I wrote a python script that detects alphabets encoded in an image. The script is using openCV\'s templateMatching to match characters/alphabets embedded in the image.
You can scan for empty space along skewed vertical lines
scan whole image
count font pixels per line
if no pixel counted then gap found (green and blue lines)
count joined gap lines (w
)
if wider or equal to threshold (3 in your case) then the found gap is gap between words (Blue lines)

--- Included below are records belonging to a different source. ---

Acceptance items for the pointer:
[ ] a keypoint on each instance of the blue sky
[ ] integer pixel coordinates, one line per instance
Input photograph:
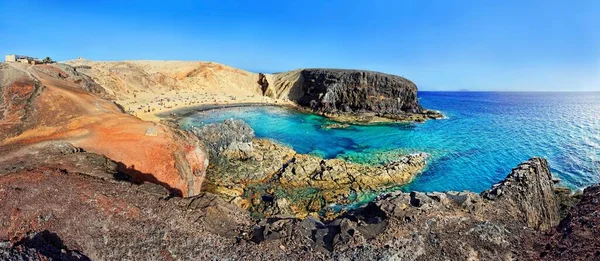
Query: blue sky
(440, 45)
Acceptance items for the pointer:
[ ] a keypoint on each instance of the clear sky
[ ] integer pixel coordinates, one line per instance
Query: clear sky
(440, 45)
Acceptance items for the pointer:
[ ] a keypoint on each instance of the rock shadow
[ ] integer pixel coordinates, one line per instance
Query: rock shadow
(135, 176)
(51, 245)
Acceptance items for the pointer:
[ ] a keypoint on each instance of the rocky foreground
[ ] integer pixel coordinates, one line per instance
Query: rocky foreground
(76, 205)
(272, 180)
(81, 179)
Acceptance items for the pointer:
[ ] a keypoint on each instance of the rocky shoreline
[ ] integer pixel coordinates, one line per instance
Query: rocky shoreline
(110, 218)
(81, 180)
(270, 179)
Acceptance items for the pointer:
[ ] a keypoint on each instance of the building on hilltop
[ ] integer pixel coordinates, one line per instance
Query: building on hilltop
(11, 58)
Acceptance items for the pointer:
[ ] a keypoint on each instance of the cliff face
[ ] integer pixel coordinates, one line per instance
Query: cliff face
(336, 90)
(45, 103)
(330, 91)
(118, 220)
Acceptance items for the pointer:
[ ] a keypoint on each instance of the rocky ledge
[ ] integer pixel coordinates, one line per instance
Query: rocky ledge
(271, 179)
(72, 205)
(352, 95)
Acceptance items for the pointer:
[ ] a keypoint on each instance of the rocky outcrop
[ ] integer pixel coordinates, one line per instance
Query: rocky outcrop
(432, 226)
(576, 236)
(119, 220)
(528, 194)
(353, 95)
(18, 91)
(270, 179)
(231, 139)
(47, 103)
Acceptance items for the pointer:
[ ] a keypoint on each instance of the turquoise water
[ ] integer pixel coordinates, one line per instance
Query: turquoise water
(484, 137)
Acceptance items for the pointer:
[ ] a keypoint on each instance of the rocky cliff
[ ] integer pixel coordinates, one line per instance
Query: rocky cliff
(72, 205)
(336, 92)
(47, 103)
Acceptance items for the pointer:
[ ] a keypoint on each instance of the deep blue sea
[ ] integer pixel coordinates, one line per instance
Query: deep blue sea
(485, 135)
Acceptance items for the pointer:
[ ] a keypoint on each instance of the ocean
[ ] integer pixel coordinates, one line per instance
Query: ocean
(484, 136)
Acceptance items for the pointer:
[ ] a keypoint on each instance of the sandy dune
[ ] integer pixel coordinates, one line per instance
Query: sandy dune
(146, 88)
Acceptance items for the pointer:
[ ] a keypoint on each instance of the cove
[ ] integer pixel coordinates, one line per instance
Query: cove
(484, 135)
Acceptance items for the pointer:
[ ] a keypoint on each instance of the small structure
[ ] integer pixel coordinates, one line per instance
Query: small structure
(11, 58)
(152, 131)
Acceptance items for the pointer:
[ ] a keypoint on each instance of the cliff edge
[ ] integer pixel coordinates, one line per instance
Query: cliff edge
(352, 95)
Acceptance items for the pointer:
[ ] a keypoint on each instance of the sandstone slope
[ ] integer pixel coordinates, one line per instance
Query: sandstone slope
(146, 88)
(108, 219)
(54, 102)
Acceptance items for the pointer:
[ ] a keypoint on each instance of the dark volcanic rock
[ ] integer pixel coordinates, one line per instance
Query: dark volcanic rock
(47, 211)
(335, 90)
(529, 192)
(577, 237)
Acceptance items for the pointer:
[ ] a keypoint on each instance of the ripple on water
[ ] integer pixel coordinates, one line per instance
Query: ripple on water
(485, 136)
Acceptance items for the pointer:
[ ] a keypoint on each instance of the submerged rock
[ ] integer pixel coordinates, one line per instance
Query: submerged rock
(229, 140)
(273, 180)
(336, 126)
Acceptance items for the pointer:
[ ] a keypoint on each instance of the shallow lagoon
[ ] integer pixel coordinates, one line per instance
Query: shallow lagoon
(485, 135)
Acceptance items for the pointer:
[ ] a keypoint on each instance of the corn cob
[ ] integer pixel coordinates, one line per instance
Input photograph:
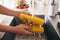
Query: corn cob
(35, 29)
(32, 19)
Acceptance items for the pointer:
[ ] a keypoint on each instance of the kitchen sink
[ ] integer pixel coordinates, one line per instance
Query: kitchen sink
(49, 33)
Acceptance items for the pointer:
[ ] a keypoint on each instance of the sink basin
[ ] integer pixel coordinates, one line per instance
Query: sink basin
(12, 36)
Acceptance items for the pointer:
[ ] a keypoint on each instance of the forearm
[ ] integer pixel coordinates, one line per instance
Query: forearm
(6, 11)
(4, 28)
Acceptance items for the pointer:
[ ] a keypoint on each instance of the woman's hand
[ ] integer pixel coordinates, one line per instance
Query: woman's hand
(23, 29)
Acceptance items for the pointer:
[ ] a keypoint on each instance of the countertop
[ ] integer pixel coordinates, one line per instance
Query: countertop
(54, 23)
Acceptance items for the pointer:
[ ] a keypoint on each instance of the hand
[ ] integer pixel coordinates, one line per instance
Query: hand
(23, 29)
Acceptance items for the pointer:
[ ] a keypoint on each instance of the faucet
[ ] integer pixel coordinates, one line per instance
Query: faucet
(54, 9)
(58, 23)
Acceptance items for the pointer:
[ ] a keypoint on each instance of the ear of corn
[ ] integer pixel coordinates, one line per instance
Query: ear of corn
(32, 19)
(35, 29)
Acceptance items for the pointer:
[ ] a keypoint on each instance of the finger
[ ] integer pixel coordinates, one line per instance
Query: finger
(28, 27)
(27, 32)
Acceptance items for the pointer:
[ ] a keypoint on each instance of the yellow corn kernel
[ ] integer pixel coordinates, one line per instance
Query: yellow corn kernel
(32, 19)
(35, 29)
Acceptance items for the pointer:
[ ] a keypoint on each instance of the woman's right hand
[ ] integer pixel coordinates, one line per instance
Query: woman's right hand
(23, 29)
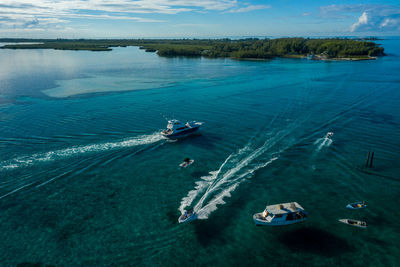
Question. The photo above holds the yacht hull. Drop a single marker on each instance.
(182, 133)
(261, 222)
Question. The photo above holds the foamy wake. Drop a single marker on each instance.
(74, 151)
(322, 142)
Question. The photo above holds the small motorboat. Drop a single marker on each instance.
(357, 205)
(176, 129)
(186, 162)
(281, 214)
(354, 223)
(187, 216)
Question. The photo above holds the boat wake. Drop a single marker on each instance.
(25, 161)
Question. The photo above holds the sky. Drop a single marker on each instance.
(197, 18)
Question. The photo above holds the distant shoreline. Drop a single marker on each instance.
(244, 49)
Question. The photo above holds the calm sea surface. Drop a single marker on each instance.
(87, 180)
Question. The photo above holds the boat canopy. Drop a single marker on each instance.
(284, 208)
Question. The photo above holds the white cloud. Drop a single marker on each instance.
(376, 17)
(49, 13)
(248, 8)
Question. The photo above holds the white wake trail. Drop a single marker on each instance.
(323, 142)
(73, 151)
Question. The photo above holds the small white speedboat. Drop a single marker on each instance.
(355, 223)
(186, 162)
(357, 205)
(176, 129)
(281, 214)
(187, 216)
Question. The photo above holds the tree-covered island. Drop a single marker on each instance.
(251, 48)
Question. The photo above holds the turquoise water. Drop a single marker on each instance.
(86, 179)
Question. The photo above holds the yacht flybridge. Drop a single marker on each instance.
(177, 129)
(281, 214)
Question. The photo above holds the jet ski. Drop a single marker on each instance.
(354, 223)
(187, 216)
(186, 162)
(357, 205)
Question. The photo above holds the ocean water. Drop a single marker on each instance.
(87, 180)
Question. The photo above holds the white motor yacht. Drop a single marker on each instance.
(281, 214)
(355, 223)
(176, 129)
(187, 216)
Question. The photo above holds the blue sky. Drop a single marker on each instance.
(197, 18)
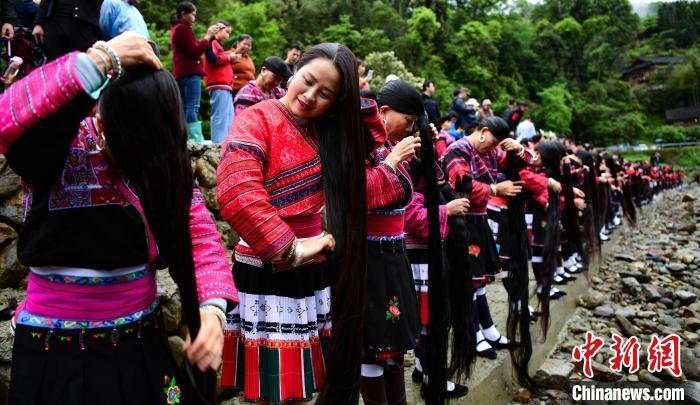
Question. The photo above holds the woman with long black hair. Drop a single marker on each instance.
(110, 202)
(391, 323)
(425, 244)
(480, 156)
(589, 186)
(282, 163)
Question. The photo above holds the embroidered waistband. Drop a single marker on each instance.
(25, 318)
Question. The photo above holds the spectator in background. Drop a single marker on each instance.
(512, 105)
(65, 26)
(118, 16)
(187, 64)
(219, 81)
(293, 55)
(266, 86)
(514, 115)
(364, 80)
(8, 16)
(525, 130)
(26, 12)
(432, 108)
(243, 65)
(444, 139)
(454, 131)
(465, 114)
(485, 111)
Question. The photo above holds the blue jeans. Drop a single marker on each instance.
(191, 93)
(221, 114)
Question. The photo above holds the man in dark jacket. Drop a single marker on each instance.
(7, 9)
(67, 25)
(8, 17)
(432, 108)
(466, 115)
(514, 114)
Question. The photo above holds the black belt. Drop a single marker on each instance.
(475, 219)
(387, 246)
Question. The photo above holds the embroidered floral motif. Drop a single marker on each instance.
(474, 250)
(393, 313)
(172, 392)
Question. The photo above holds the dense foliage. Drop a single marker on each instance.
(564, 56)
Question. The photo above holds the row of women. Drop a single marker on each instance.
(356, 243)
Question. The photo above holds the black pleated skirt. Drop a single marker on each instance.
(481, 249)
(391, 321)
(139, 369)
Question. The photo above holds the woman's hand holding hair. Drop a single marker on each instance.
(134, 50)
(554, 186)
(316, 247)
(206, 350)
(511, 145)
(509, 188)
(211, 31)
(406, 148)
(457, 207)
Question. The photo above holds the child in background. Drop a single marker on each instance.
(444, 138)
(219, 80)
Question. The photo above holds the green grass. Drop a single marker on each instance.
(687, 159)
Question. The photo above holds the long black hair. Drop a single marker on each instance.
(463, 342)
(182, 8)
(146, 134)
(518, 323)
(342, 152)
(590, 188)
(551, 155)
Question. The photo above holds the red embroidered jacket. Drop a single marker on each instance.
(461, 158)
(269, 178)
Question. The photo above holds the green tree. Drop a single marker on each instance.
(255, 19)
(554, 112)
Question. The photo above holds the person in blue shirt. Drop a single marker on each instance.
(118, 16)
(455, 131)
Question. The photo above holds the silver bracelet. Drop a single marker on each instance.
(116, 62)
(99, 52)
(387, 164)
(217, 311)
(298, 254)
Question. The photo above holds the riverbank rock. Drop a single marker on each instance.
(553, 374)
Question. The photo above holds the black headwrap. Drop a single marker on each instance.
(401, 97)
(498, 127)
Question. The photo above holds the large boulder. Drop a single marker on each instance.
(11, 270)
(553, 374)
(169, 297)
(12, 209)
(7, 233)
(9, 183)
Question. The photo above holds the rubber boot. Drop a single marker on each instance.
(373, 390)
(194, 131)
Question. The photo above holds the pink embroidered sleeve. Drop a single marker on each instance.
(32, 99)
(245, 204)
(211, 267)
(383, 187)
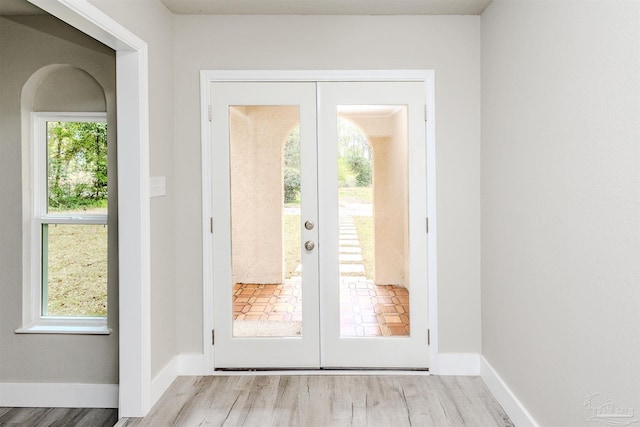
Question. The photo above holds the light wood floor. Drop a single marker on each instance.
(58, 417)
(326, 401)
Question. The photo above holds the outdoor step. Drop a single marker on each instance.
(349, 242)
(351, 268)
(350, 250)
(350, 258)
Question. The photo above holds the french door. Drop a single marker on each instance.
(319, 234)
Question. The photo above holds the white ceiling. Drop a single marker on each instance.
(295, 7)
(18, 7)
(327, 7)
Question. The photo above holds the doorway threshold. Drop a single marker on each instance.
(322, 371)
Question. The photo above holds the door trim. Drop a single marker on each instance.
(209, 76)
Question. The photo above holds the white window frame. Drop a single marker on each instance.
(33, 320)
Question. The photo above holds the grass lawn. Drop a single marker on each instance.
(77, 273)
(292, 244)
(364, 227)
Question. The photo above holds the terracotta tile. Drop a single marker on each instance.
(392, 319)
(368, 318)
(372, 331)
(387, 308)
(397, 330)
(257, 308)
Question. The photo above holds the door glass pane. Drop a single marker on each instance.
(77, 167)
(74, 273)
(265, 221)
(373, 210)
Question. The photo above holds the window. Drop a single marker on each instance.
(68, 244)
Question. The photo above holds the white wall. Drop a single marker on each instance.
(153, 23)
(28, 44)
(450, 45)
(561, 203)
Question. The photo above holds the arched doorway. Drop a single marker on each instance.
(330, 310)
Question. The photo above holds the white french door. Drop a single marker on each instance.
(319, 234)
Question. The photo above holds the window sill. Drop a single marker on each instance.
(67, 327)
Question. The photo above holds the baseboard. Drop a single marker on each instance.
(58, 395)
(458, 364)
(180, 364)
(503, 394)
(163, 379)
(193, 364)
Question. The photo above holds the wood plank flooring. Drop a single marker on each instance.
(326, 401)
(58, 417)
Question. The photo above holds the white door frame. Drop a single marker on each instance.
(133, 195)
(208, 76)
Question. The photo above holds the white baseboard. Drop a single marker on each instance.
(163, 379)
(193, 364)
(180, 364)
(58, 395)
(458, 364)
(503, 394)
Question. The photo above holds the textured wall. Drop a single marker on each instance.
(449, 45)
(27, 44)
(561, 202)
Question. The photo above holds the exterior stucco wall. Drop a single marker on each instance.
(258, 134)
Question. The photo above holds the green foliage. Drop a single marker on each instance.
(354, 162)
(291, 185)
(361, 167)
(292, 149)
(346, 176)
(76, 164)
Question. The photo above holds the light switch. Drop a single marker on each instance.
(158, 186)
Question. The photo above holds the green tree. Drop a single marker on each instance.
(77, 164)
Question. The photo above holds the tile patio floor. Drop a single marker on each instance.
(366, 309)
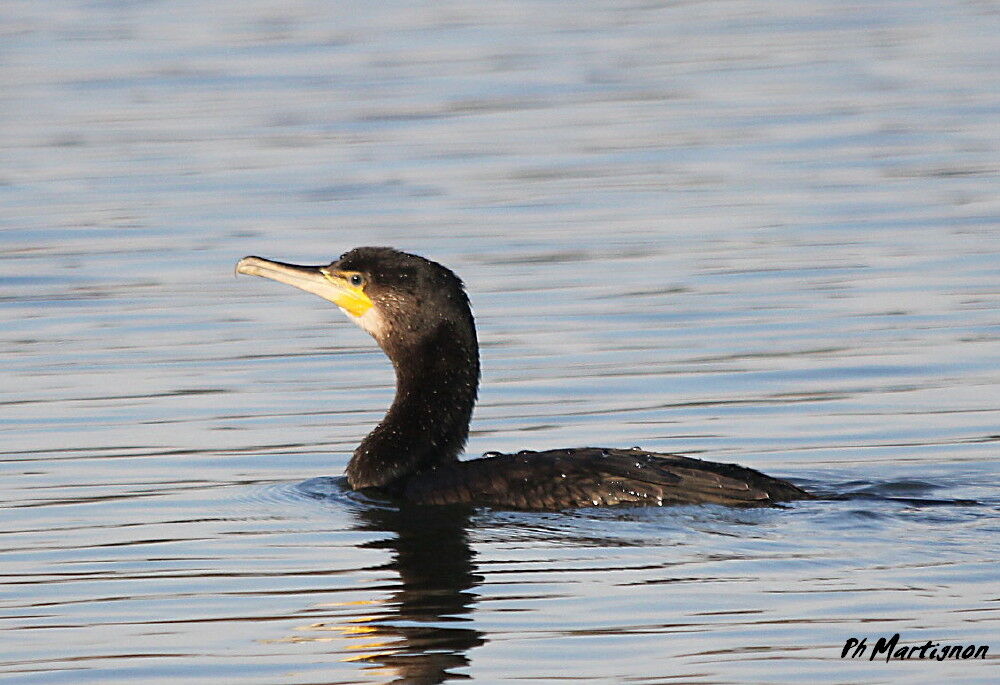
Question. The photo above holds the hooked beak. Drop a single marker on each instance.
(324, 281)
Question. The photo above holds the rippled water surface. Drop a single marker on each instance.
(755, 232)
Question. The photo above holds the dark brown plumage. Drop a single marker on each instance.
(418, 312)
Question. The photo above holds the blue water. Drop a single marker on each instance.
(766, 234)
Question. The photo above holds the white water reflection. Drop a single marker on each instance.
(763, 234)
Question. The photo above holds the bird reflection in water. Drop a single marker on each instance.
(416, 635)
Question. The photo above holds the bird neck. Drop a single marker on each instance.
(437, 379)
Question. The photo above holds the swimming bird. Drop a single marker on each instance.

This is how I done it in C++:
int x,y,i,w;
picture pic0,pic1,pic2; // pic0 - original input image,pic1 output, pic2 temp
pic1=pic0; // copy input image pic0 to pic2
pic2=pic0; // copy input image pic0 to pic1
pic2.rgb2i(); // and convert to grayscale intensity
for (w=0,x=pic2.ys>>1;x<pic2.xs;x++)
{
// count pixels per skewed vertical line
for (i=0,y=0;y<pic2.ys;y++)
if (pic2.p[y][x-(y>>1)].dd<200) i++;
if (!i) w++; // increment gap width
if ((i)||(x==pic2.xs-1))
{
if (w>=3) // if gap bigger then treshold
{ // draw blue gap lines
for (i=x,x-=w;x<i;x++)
for (y=0;y<pic1.ys;y++)
pic1.p[y][x-(y>>1)].dd=0x000000FF;
}
w=0;
continue;
}
// if gap found draw green line
for (y=0;y<pic1.ys;y++)
pic1.p[y][x-(y>>1)].dd=0x0000FF00;
}
This is how the output looks like:
I used my own picture class for images so some members are:
xs,ys
are size of image in pixels
p[y][x].dd
is pixel at (x,y) position as 32 bit integer type
clear(color)
clears entire image
resize(xs,ys)
resizes image to new resolution
[notes]
This uses fixed skew angle for scanning to make this robust you need first find the skew angle and then scan along it instead.
The last gap should be also blue I forget to execute the if (w>=3)...
if last x
is processed regardless of i
. The source is already updated but image is not.